See questions 5 and 35.Pricing
When does pricing conduct raise antitrust risks? Can high prices be abusive?
There are two kinds of practices relating to pricing that, when implemented by a dominant undertaking, can amount to anticompetitive conduct: on the one hand, strategies involving low prices, either in the form of predatory pricing or loyalty rebates and, on the other hand, excessive pricing.
First, for a dominant firm, predatory pricing consists of setting its prices below its costs to eliminate, discipline or deter market entry by a competitor. It is generally considered that the dominant undertaking will be able to recoup its losses by raising its prices after having eliminated competition. In Akzo (ECJ, 1991, C-62/86), the ECJ held that, in order to determine whether a dominant firm has engaged in a predatory pricing strategy, a two-step test should be conducted:
- first, if prices are set below average variable costs, they are presumed to be predatory, because they have no other economic rationale than to eliminate competitors; and
- second, if prices are set below average total costs but above variable costs, some additional elements proving the predatory intention need to be established in order to qualify an abuse under article 102 of the TFEU.
In addition, anticompetitive conduct may also be found as a result of a rebate policy, if such policy, when implemented by a dominant firm, is found to have a loyalty-inducing effect, thereby amounting to foreclose access to customers by competing firms. To date, the Commission has never sanctioned a predatory pricing or anticompetitive rebates strategy in the pharmaceutical sector. However, cases exist at the national level where competition authorities have been confronted with such issues.
Second, excessive prices have recently come under the radar of the Commission and various national competition authorities, especially in the pharmaceutical sector. The standard test was first established in the United Brands case. This test consists of determining whether the difference between the costs incurred and the price actually charged is excessive, and, if the answer to this question is yes, whether the price was unfair either in itself or when compared with competing products (Case C-27/76, United Brands v Commission, 1978, paragraph 252).
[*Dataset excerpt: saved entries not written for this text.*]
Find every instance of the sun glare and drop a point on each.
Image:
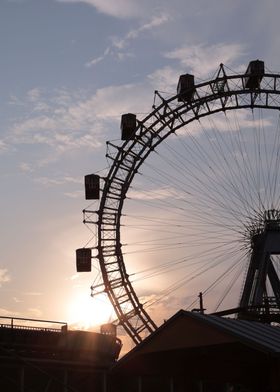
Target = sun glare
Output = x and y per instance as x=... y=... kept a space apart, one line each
x=85 y=312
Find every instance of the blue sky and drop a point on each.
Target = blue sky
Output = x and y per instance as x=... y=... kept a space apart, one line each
x=69 y=69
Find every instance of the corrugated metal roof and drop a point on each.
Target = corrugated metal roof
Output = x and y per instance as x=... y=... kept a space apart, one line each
x=265 y=337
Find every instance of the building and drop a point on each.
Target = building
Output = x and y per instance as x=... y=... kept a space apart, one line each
x=197 y=352
x=45 y=356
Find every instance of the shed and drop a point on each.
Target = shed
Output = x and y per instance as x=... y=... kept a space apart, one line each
x=197 y=352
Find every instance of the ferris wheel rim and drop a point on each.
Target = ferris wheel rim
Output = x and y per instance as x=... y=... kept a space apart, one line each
x=130 y=156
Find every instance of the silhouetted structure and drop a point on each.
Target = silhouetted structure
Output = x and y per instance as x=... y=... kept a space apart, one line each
x=203 y=353
x=53 y=359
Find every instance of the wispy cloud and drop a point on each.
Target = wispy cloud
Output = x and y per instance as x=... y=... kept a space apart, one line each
x=203 y=59
x=47 y=181
x=116 y=49
x=4 y=276
x=117 y=8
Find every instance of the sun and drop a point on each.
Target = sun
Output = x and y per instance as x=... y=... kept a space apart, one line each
x=85 y=312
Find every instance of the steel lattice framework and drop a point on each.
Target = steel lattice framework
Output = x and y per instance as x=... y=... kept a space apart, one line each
x=224 y=93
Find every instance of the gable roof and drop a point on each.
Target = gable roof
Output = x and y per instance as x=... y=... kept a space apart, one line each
x=259 y=336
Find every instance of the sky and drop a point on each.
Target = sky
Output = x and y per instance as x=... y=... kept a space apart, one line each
x=69 y=70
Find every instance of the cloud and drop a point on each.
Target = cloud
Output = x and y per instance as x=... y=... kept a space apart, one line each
x=119 y=44
x=47 y=182
x=8 y=312
x=117 y=8
x=26 y=167
x=34 y=312
x=33 y=293
x=4 y=276
x=203 y=59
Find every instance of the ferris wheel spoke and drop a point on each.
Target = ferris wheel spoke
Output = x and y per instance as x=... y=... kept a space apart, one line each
x=184 y=193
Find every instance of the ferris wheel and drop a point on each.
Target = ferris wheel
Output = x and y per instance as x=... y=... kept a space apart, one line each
x=190 y=188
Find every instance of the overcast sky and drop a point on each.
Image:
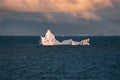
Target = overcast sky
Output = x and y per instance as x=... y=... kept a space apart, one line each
x=63 y=17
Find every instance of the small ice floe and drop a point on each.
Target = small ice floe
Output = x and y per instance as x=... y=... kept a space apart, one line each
x=49 y=39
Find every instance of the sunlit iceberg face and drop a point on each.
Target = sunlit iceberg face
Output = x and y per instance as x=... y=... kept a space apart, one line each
x=50 y=39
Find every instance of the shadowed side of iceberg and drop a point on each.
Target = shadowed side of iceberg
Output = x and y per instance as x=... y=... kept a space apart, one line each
x=49 y=39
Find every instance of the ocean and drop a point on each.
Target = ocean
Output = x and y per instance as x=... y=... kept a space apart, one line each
x=23 y=58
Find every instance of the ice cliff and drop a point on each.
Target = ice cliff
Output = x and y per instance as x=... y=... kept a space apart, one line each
x=49 y=39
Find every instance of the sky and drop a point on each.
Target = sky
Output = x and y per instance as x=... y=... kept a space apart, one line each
x=62 y=17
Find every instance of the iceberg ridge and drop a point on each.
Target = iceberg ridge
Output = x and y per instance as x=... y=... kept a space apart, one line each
x=49 y=39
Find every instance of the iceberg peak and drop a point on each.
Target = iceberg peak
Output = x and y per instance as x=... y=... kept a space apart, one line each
x=50 y=39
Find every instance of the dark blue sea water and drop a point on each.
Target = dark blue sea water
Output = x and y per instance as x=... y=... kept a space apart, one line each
x=22 y=58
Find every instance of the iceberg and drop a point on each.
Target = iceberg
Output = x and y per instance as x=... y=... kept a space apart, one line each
x=49 y=39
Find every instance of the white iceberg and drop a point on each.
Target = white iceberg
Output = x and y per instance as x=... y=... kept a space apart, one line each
x=49 y=39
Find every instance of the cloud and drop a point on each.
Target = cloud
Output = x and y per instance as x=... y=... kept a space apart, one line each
x=84 y=9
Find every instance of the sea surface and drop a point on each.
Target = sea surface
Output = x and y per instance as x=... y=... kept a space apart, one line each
x=23 y=58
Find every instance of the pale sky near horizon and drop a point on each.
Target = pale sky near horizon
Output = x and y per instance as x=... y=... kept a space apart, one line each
x=63 y=17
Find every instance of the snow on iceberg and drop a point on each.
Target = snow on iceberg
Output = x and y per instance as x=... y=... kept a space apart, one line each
x=49 y=39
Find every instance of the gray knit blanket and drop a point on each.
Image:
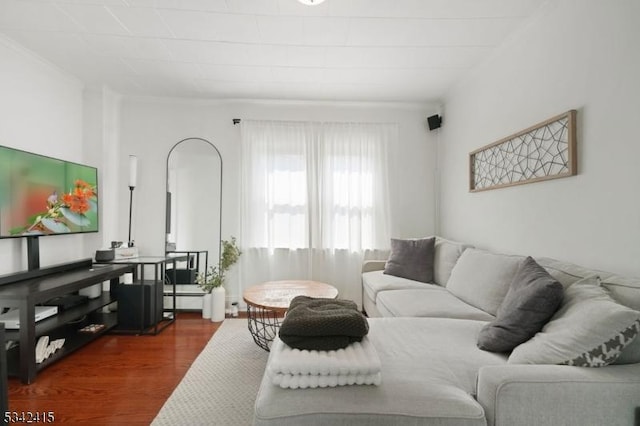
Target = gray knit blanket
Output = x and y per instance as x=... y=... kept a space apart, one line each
x=322 y=324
As already mentioned (see question 5), the Commission opened a formal investigation into Aspen Pharma to determine whether this company abused its market position by imposing high prices on oncological drugs.Sector-specific issues
To what extent can the specific features of the pharmaceutical sector provide an objective justification for conduct that would otherwise infringe antitrust rules?
Specific features of the pharmaceutical sector may be put forward to justify conduct that might otherwise be considered as infringing articles 101 or 102 of the TFEU. For example, it is generally admitted that pharmaceutical companies may implement allocation systems to protect their own legitimate commercial interests, despite the fact that such systems entail a restriction on parallel trade. The ECJ held in that respect that a pharmaceutical company holding a dominant position on the market could, to protect its commercial interests, refuse to sell its drugs to wholesalers it suspected of being involved in parallel trade, if their orders were out of the ordinary (ECJ, Sot Lélos kai v GSK, 2008, C-468/06 to C-478/06).
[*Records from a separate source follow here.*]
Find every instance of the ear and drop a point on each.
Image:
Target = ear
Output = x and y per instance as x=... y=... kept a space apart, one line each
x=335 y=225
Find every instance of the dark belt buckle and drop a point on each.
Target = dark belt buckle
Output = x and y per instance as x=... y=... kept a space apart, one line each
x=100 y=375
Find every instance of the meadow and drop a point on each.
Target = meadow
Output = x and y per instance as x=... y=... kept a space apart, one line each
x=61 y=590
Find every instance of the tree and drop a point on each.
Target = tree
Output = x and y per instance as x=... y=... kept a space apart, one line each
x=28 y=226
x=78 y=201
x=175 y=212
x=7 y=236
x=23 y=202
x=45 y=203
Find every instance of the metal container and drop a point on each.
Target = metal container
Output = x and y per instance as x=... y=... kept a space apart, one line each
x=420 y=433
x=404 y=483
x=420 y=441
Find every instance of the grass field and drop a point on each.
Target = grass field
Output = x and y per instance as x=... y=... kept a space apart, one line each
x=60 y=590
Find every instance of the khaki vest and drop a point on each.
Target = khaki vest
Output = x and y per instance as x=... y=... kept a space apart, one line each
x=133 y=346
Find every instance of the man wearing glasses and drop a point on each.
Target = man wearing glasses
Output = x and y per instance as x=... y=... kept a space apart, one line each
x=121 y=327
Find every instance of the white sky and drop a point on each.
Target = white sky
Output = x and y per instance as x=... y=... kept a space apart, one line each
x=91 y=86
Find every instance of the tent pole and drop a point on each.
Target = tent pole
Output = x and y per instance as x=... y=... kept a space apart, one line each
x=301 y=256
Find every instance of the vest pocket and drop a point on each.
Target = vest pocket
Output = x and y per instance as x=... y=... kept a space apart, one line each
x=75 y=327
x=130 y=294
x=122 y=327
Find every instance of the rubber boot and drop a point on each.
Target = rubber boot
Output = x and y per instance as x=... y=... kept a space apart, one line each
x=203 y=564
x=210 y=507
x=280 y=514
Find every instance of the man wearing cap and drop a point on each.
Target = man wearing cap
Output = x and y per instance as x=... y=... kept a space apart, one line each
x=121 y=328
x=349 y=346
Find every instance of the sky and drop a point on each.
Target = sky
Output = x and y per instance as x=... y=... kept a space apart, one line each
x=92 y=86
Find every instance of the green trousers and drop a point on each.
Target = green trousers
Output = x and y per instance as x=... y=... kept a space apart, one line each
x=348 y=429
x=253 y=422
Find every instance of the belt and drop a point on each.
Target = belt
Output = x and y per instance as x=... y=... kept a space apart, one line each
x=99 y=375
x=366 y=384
However, public health or public safety considerations may not always work as an objective justification. For example, the recent ECJ judgment in the Roche/Novartis case concerning the off-label use of Avastin in the ophthalmic field illustrates the fact that compliance with regulatory obligations relating to pharmacovigilance and safety risks does not necessarily exclude the characterisation of an anticompetitive conduct (Case C-179/16, F Hoffmann-La Roche Ltd v AGCM, 2018).